Mysterious Fever Kills Dozens Of Children In India

It could be a form of mosquito-borne viruses dengue or Japanese encephalitis, but it's not clear yet. Image Credit: Vitstudio/Shutterstock.com

At least 56 people, most of which are children, have died following a mysterious fever outbreak in Uttar Pradesh, a state located in Northern India. The yet-to-be-determined condition has symptoms including high fever, joint pains, headaches, dehydration, and nausea, as well some cases of rashes across upper and lower limbs.

None of the people reporting these symptoms have tested positive for COVID-19 and in the six districts affected by the illness, physicians suspect the outbreak is caused by a particularly severe form of dengue fever. Bloodwork from some patients showing declining numbers of platelets supports this scenario. 

"The patients, especially children, in hospitals are dying very quickly," Dr Neeta Kulshrestha, the most senior health official of Firozabad district, told BBC News. Dr Kulsherestha has since been removed by the state Chief Minister Yogi Adityanath in what has been seen as a move to deal more immediately with the virus spread. A team of 11 specialist doctors has been sent to Firozabad along with medicines and other necessities. 

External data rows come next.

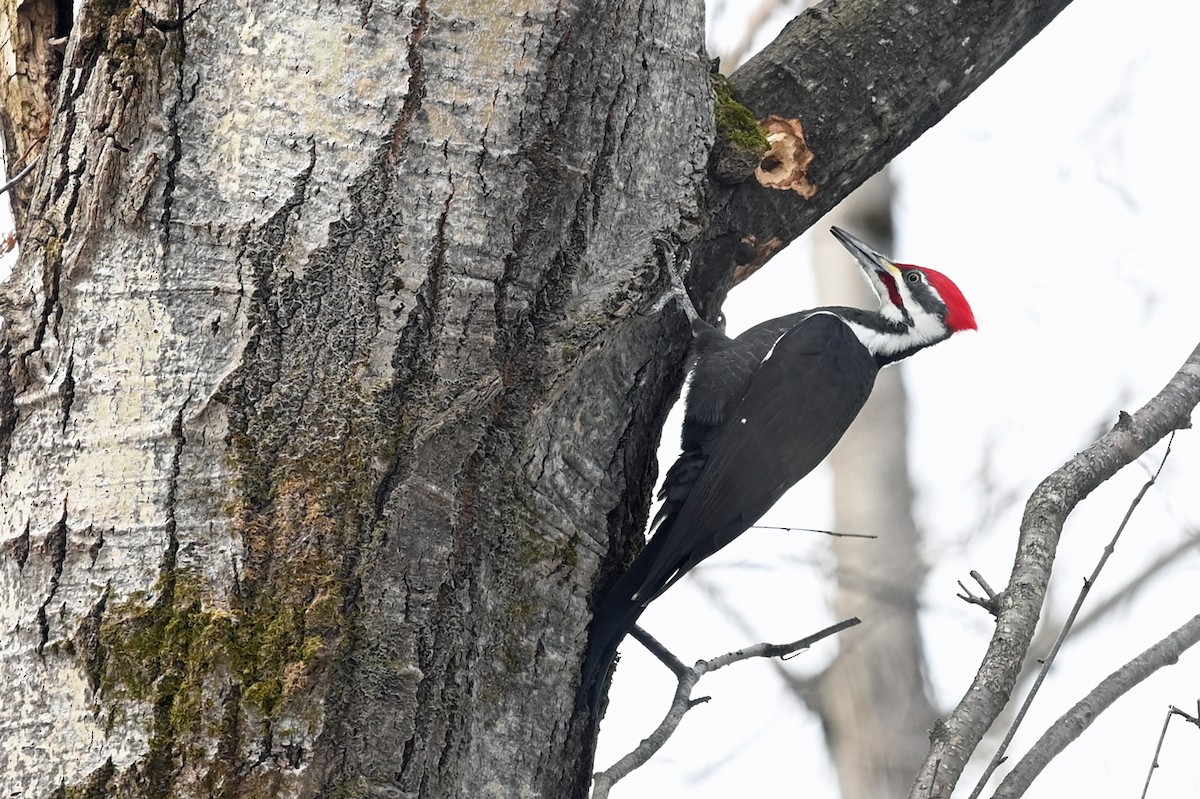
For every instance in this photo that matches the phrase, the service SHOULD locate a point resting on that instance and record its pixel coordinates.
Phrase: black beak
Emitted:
(868, 258)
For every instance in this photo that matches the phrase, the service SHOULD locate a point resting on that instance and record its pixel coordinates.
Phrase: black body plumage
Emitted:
(762, 410)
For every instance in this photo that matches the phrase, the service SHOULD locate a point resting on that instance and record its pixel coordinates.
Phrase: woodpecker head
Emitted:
(918, 306)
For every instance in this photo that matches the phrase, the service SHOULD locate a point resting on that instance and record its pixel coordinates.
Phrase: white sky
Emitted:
(1060, 197)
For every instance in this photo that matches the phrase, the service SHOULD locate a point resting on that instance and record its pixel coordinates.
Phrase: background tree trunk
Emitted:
(873, 698)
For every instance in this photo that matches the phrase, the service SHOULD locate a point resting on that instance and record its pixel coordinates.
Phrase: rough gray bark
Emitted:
(873, 698)
(324, 402)
(30, 31)
(325, 391)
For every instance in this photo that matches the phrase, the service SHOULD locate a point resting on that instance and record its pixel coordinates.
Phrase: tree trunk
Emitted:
(873, 697)
(325, 391)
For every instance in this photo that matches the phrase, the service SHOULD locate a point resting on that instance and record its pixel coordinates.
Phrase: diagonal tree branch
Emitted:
(1020, 602)
(1066, 628)
(683, 702)
(865, 78)
(1073, 722)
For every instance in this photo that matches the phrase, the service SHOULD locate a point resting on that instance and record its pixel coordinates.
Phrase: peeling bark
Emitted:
(33, 37)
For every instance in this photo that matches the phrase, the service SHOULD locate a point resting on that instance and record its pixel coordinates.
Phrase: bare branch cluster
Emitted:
(683, 702)
(1020, 604)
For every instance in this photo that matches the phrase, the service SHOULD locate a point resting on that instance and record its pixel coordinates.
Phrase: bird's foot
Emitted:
(677, 260)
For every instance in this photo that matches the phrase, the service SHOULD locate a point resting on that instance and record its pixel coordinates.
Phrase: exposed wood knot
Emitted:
(786, 163)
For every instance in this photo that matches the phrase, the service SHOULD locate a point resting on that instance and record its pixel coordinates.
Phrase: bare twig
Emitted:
(811, 529)
(1001, 751)
(1171, 712)
(953, 740)
(660, 652)
(683, 701)
(991, 604)
(1158, 750)
(1073, 722)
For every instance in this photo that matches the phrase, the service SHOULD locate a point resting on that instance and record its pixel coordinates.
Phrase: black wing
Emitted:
(796, 408)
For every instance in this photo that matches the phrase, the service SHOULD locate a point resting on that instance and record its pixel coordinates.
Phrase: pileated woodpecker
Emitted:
(763, 409)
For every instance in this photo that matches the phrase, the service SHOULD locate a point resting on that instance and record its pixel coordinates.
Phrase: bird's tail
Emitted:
(616, 616)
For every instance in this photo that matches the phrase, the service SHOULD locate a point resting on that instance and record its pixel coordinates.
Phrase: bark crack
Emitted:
(415, 95)
(57, 548)
(7, 407)
(67, 392)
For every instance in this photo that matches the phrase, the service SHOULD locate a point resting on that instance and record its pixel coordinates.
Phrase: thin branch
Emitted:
(660, 652)
(683, 701)
(813, 529)
(953, 740)
(1072, 724)
(1158, 750)
(1001, 751)
(991, 604)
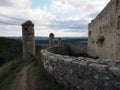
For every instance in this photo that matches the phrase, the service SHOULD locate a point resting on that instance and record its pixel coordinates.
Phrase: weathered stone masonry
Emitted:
(104, 32)
(28, 40)
(82, 73)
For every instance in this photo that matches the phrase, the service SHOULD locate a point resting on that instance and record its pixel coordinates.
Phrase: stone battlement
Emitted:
(82, 73)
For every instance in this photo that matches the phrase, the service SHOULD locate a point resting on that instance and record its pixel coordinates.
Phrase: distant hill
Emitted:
(46, 39)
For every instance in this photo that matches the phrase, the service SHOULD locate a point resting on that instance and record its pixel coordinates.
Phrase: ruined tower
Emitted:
(28, 40)
(59, 41)
(51, 39)
(104, 32)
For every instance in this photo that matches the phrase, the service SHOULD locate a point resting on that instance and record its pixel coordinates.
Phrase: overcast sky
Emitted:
(62, 17)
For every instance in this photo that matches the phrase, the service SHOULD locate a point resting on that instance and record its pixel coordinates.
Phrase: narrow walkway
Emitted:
(21, 81)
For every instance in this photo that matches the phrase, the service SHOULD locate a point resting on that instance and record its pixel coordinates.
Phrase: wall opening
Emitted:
(89, 33)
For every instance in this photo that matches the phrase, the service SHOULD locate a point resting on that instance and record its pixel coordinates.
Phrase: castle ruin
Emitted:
(51, 39)
(28, 40)
(104, 32)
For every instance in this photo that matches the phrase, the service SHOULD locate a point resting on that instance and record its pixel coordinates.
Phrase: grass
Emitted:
(7, 82)
(43, 80)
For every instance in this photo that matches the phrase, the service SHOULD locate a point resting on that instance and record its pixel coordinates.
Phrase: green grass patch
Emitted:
(43, 80)
(8, 80)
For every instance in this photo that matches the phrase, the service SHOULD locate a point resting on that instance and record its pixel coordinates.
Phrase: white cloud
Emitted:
(72, 13)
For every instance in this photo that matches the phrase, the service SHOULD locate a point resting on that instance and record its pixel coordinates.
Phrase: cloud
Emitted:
(62, 17)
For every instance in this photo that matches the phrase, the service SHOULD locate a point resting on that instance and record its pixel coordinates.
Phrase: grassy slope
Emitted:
(10, 61)
(43, 80)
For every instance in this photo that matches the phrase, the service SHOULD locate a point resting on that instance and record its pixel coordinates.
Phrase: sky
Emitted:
(64, 18)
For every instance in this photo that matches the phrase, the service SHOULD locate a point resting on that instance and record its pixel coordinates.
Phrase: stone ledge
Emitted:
(82, 73)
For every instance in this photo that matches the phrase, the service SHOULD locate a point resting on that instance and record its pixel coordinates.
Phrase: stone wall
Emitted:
(78, 48)
(107, 25)
(82, 73)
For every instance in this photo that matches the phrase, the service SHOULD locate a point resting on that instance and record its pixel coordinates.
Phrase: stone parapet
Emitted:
(80, 73)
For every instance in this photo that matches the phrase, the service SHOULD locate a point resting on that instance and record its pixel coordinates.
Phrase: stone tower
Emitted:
(51, 39)
(28, 40)
(104, 32)
(59, 41)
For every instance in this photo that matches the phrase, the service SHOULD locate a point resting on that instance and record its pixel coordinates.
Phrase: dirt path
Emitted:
(21, 81)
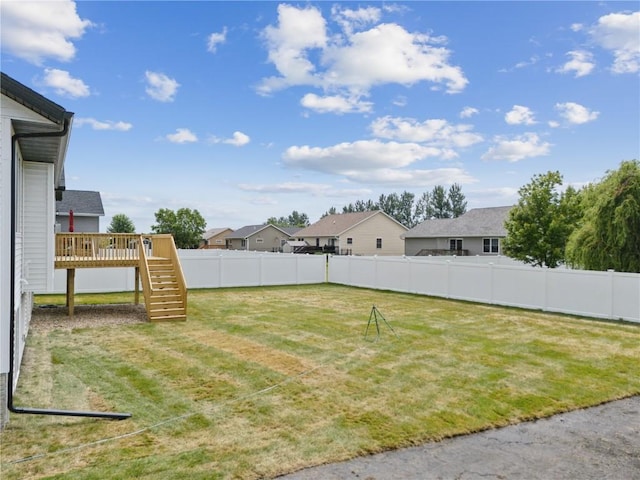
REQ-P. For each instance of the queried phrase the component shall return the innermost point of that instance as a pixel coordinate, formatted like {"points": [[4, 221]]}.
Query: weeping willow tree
{"points": [[609, 234]]}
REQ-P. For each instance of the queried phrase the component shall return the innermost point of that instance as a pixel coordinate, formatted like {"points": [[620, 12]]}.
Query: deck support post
{"points": [[137, 288], [71, 286]]}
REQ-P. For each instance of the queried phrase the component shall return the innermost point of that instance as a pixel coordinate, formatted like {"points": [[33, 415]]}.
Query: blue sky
{"points": [[248, 110]]}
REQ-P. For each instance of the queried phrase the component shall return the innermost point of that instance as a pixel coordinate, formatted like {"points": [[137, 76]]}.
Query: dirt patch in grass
{"points": [[252, 351], [55, 317]]}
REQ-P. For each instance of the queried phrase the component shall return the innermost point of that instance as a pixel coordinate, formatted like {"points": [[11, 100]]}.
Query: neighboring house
{"points": [[361, 233], [34, 137], [87, 210], [480, 231], [261, 238], [215, 238]]}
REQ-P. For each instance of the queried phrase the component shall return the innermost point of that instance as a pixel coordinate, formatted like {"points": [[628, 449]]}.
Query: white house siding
{"points": [[366, 233], [474, 245], [267, 240], [38, 211], [413, 245], [10, 110]]}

Dengue fever is a viral disease spread by mosquitos found in the tropical and subtropical regions across the world, mostly in cities. There are four types of dengue virus, which means that an individual can be infected four times. Most cases are mild but it is possible for the virus to cause acute symptoms, which can be flu-like. Like the flu, this can be lethal, especially without proper medical care

Modeling from the World Health Organization estimates around 390 million dengue virus infections worldwide. One in ten people at risk from the disease becomes infected every year. The number of infections and deaths have been massively increasing in the last several decades, growing four-fold between 2000 and 2015 when 4,032 people died of the disease.

The other possibility, Japanese encephalitis, is also carried by mosquitos. The WHO estimates 68,00 clinical cases every year and is the main cause of viral encephalitis in several Asian countries. In general, this disease is rare but it has a high case-fatality ratio. Almost one-in-three people that contract the virus dies.

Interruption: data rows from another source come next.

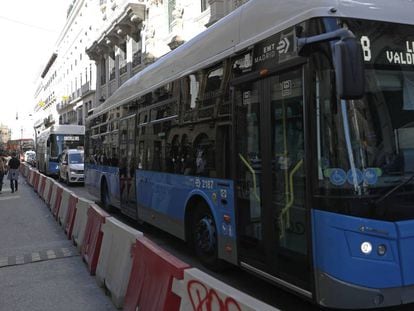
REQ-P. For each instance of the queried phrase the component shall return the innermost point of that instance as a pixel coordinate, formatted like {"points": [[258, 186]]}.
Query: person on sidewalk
{"points": [[2, 172], [13, 175]]}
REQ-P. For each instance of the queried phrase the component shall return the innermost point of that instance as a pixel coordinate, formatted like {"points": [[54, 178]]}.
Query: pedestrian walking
{"points": [[2, 172], [13, 175]]}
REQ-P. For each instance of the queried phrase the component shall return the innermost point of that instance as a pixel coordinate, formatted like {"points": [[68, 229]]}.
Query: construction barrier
{"points": [[115, 259], [152, 275], [64, 205], [41, 185], [70, 215], [200, 291], [92, 240], [47, 194], [26, 170], [36, 180], [80, 222], [31, 177], [57, 200]]}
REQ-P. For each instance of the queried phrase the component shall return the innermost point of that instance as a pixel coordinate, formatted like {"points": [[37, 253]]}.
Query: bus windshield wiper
{"points": [[395, 188]]}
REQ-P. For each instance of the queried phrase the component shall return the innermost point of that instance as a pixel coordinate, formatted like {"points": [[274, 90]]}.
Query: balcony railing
{"points": [[123, 70], [136, 58]]}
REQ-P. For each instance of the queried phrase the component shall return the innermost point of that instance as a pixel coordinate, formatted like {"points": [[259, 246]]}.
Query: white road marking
{"points": [[19, 260], [9, 198], [51, 254], [35, 256]]}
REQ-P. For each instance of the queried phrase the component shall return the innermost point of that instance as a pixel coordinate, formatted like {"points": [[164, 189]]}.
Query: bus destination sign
{"points": [[275, 50]]}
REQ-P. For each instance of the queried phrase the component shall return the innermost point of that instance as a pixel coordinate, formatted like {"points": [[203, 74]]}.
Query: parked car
{"points": [[71, 166], [30, 157]]}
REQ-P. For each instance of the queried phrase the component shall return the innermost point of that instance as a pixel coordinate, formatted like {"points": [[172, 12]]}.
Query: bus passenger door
{"points": [[270, 181], [127, 166]]}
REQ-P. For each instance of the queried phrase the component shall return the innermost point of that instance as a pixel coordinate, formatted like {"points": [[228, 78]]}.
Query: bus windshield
{"points": [[365, 148], [59, 142]]}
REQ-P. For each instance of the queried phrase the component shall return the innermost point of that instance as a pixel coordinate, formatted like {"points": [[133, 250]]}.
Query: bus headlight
{"points": [[381, 250], [366, 248]]}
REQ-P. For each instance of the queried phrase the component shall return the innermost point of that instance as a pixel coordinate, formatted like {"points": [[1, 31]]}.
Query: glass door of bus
{"points": [[270, 182], [127, 166]]}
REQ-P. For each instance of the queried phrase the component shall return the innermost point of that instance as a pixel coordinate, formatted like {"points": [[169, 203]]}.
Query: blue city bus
{"points": [[281, 140], [52, 141]]}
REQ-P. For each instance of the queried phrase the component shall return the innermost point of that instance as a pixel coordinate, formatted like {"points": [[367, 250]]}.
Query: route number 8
{"points": [[366, 48]]}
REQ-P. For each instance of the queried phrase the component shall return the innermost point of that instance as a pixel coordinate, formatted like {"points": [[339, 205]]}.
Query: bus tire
{"points": [[105, 197], [204, 237], [67, 180]]}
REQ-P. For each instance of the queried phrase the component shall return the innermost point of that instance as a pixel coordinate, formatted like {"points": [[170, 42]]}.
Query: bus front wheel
{"points": [[105, 197], [204, 237]]}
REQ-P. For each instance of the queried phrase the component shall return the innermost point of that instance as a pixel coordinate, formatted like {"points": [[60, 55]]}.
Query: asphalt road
{"points": [[233, 276], [40, 269]]}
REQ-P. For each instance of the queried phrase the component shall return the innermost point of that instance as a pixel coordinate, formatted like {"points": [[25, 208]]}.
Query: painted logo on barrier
{"points": [[207, 299]]}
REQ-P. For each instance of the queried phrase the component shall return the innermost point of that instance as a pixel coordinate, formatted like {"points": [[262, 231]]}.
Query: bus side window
{"points": [[213, 83], [190, 88]]}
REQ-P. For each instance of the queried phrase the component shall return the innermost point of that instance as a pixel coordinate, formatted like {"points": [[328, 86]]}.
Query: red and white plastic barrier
{"points": [[36, 180], [41, 185], [81, 219], [92, 240], [115, 259], [152, 275], [200, 291], [47, 194], [57, 200], [71, 215], [64, 205]]}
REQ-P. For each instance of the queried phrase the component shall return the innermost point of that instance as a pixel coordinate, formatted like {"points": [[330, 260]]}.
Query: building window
{"points": [[171, 7], [204, 5]]}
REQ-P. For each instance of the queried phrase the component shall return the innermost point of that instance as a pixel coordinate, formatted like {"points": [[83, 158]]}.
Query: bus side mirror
{"points": [[349, 69], [347, 58]]}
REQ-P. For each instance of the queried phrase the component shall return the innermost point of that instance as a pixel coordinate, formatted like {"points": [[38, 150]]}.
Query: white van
{"points": [[71, 166]]}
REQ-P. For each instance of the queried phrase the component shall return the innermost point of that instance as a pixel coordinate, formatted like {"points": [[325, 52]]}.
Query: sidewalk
{"points": [[40, 269]]}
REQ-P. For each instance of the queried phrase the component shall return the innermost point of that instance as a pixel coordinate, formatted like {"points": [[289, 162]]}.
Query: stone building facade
{"points": [[105, 42]]}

For both conditions, there is no known cure, but there are safe and effective vaccines that can prevent Japanese encephalitis. Tests and samples are being carried out to work out if either of these viruses or other causes are behind the deadly outbreak.

Weakened and ineffective mosquito control programs as well as the rise of insecticide-resistant vectors are seen as reasons why certain diseases have seen a dramatic and often fatal surge in recent decades. Renewed investment is key to tackle diseases that could lead to fatal outbreaks like the one happening now.